Völlig ungeschützt sind auch die Taxis ohne Kamera nicht: Fahrer können sich, wenn es ins Umland geht, bei der Funkzentrale – für den Fahrgast gut hörbar – abmelden. Im Notfall können sie einen Alarm betätigen, der Hupe und Blinker auslöst. Auch die Ortung per Satellit ist möglich. Doch in der Praxis sei Schutz „sehr schwierig“, sagt Detlev Freutel. Der Vorsitzende des Taxiverbandes ist nach eigener Auskunft jahrelang vor allem nachts gefahren und hat mehrere Überfallversuche erlebt. „Wenn es passiert, geht es sehr schnell“, sagt er. Außerdem helfe der Alarmknopf nichts, falls einen der Fahrgast aus dem Auto gelockt habe. Deshalb sei der beste Schutz die Intuition des Fahrers, „die Witterung, jetzt läuft was schief“. Verdächtig seien zum Beispiel Fahrgäste, die das Ziel zwischendurch änderten. Zugleich verstehe er Bedenken von Datenschützern, zumal „ein Taxi eben auch ein intimer Raum ist“.

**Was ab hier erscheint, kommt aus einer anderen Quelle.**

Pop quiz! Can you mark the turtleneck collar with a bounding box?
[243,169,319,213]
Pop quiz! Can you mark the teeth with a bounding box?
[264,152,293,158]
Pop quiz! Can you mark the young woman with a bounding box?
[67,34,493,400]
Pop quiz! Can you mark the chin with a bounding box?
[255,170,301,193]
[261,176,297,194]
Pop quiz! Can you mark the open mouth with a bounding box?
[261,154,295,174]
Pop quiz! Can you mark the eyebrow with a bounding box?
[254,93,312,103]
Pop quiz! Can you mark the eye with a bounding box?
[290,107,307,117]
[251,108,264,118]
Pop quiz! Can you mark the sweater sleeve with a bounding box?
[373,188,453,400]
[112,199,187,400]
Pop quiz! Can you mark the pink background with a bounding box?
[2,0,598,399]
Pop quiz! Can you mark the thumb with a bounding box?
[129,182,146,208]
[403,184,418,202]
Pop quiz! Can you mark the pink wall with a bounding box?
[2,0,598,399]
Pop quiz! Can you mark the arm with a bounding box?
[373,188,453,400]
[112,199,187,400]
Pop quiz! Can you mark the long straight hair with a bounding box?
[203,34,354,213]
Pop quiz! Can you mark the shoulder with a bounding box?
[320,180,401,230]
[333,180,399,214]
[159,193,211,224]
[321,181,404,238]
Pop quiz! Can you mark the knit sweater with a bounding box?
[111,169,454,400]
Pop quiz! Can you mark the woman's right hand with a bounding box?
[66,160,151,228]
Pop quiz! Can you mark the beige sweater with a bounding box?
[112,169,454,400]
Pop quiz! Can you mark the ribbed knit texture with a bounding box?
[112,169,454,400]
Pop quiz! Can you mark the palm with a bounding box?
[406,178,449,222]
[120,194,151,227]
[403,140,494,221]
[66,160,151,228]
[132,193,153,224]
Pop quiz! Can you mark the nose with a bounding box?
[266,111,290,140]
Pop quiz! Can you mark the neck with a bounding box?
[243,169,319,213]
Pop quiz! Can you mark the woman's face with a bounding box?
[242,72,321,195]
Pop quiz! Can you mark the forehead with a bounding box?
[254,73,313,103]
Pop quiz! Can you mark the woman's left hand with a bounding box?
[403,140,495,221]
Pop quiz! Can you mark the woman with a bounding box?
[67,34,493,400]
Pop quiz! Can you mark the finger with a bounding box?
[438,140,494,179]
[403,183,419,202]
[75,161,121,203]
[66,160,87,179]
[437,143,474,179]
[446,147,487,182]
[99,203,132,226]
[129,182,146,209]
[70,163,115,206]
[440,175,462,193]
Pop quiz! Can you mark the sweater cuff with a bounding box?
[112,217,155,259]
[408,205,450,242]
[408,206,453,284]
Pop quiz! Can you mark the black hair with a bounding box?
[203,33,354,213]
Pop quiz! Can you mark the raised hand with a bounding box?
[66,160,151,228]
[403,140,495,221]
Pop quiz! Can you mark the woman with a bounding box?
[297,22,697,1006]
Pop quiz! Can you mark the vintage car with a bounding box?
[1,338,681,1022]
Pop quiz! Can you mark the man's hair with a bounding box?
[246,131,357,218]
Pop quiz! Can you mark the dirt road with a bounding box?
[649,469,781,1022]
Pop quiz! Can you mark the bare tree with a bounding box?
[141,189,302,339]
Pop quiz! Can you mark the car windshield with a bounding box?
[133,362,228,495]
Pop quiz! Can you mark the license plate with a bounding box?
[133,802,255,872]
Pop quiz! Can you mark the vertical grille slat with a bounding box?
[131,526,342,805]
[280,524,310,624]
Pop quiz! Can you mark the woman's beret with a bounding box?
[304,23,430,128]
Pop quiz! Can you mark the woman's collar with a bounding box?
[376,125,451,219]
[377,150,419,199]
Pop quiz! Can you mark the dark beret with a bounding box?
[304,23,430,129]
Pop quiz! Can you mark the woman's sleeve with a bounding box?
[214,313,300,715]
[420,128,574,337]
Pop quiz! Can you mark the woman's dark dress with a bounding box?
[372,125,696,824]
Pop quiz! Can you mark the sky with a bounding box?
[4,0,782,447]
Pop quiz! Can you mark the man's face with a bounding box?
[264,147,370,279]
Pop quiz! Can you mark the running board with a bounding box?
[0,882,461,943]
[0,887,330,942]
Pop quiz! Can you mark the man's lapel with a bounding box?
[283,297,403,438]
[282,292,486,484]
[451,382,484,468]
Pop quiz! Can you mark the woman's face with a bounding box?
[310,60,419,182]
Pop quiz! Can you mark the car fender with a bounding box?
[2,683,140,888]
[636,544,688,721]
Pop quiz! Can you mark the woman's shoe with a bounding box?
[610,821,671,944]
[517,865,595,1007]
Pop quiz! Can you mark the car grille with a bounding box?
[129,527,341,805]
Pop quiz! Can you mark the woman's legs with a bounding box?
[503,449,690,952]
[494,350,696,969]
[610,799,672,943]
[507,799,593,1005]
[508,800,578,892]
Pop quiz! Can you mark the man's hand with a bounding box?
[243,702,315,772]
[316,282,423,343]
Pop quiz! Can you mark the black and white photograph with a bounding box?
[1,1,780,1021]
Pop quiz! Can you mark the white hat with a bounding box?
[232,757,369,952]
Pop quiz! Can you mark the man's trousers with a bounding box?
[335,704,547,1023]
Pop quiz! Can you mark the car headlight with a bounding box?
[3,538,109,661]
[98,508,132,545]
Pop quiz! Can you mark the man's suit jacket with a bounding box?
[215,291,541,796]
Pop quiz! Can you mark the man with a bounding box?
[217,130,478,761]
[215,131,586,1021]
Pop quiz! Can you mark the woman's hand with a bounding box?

Unter Regie der Innung gibt es einen Arbeitskreis „Taxi-Sicherheit“, der auch Sicherheitsseminare anbietet. Im Grundkurs geht es vor allem darum, Situationen mit betrunkenen oder aggressiven Fahrgästen gar nicht erst eskalieren zu lassen. Freutel hält die Kameraüberwachung für das beste Mittel – aber bei fast 1000 Euro Kosten pro Auto auch für schmerzhaft teuer. Ideal wäre eine zusätzliche Außenkamera, die Unfälle dokumentieren könnte. Das könne einerseits Fahrer entlasten, wenn sie etwa von Fahrradkurieren geschnitten würden, und andererseits Versicherungsbetrüger abschrecken, die Unfälle provozierten.

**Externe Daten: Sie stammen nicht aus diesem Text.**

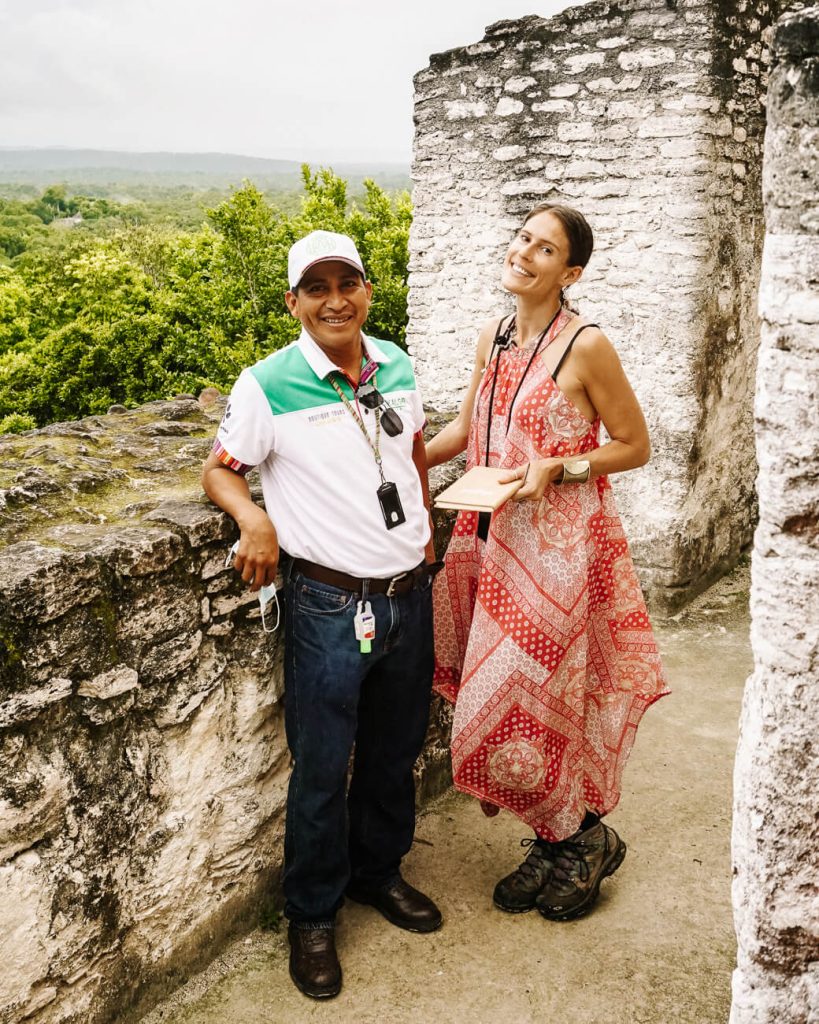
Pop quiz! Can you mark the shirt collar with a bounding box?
[295,329,391,381]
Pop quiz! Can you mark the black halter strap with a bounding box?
[483,315,515,467]
[551,323,599,381]
[505,306,562,433]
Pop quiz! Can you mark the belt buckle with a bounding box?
[385,571,409,597]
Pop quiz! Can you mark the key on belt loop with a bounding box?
[385,571,410,597]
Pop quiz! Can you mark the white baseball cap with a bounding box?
[287,230,366,289]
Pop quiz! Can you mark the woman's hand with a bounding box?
[499,458,565,501]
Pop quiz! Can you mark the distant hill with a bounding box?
[0,148,412,193]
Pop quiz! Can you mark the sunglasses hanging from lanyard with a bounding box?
[355,381,404,437]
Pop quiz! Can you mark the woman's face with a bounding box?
[501,210,581,300]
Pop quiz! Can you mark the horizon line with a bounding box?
[0,145,410,167]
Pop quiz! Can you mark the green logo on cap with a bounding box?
[303,232,339,257]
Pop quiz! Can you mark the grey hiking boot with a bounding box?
[535,821,626,922]
[493,838,556,913]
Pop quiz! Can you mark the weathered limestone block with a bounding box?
[77,665,139,700]
[0,747,67,862]
[0,398,455,1024]
[0,852,54,1017]
[0,543,104,624]
[409,0,790,610]
[145,499,233,548]
[731,7,819,1023]
[0,677,71,729]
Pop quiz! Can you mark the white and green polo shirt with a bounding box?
[214,329,429,577]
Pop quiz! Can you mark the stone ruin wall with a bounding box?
[0,400,452,1024]
[732,6,819,1022]
[409,0,787,610]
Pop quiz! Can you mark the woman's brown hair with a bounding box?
[523,202,594,269]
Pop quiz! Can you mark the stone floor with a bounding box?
[139,569,751,1024]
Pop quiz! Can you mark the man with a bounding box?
[202,230,441,1000]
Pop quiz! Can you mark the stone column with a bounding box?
[731,7,819,1022]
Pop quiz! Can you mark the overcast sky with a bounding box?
[0,0,593,163]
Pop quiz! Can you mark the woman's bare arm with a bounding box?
[573,328,650,474]
[425,319,500,469]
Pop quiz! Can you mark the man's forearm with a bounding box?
[202,454,279,588]
[203,459,256,521]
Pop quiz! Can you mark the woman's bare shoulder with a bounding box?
[571,320,614,354]
[570,321,624,376]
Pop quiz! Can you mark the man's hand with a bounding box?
[202,452,280,592]
[234,504,279,591]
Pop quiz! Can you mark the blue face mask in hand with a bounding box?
[225,541,280,633]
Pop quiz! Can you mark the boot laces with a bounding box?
[296,926,334,950]
[514,837,553,881]
[552,839,591,883]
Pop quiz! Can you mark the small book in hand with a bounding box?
[433,466,523,512]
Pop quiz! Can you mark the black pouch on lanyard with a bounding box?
[377,481,406,530]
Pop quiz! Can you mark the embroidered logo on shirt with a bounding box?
[306,407,347,426]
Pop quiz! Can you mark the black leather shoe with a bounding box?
[346,875,442,933]
[287,924,341,999]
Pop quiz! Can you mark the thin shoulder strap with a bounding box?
[551,323,599,381]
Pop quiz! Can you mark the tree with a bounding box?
[0,268,30,353]
[207,181,296,350]
[28,184,75,223]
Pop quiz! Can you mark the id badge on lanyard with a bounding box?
[377,480,405,529]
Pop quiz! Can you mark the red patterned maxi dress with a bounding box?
[433,315,669,841]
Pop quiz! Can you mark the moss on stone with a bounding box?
[87,597,121,668]
[0,398,223,548]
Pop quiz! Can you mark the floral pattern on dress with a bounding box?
[535,501,587,554]
[488,734,547,791]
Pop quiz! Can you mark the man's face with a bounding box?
[285,260,372,357]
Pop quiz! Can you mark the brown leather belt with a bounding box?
[292,558,436,597]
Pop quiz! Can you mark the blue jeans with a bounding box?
[282,568,434,926]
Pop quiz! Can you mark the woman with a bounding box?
[427,202,669,921]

Fälle wie die Vergewaltigung sind laut Freutel „extrem selten und nicht taxispezifisch“. Auch ein Polizeisprecher nennt das Geschehen „eine absolute Ausnahme“. Auch die Zahl der angezeigten Raubüberfälle auf Taxifahrer sinke seit Jahren, so von 35 im Jahr 2009 auf 25 im Jahr 2010. Neuendorf spricht von „hohem Risiko für die Täter bei eher geringer Beute“. Aus Sicht der Polizei wären Kameras in allen Taxis wünschenswert.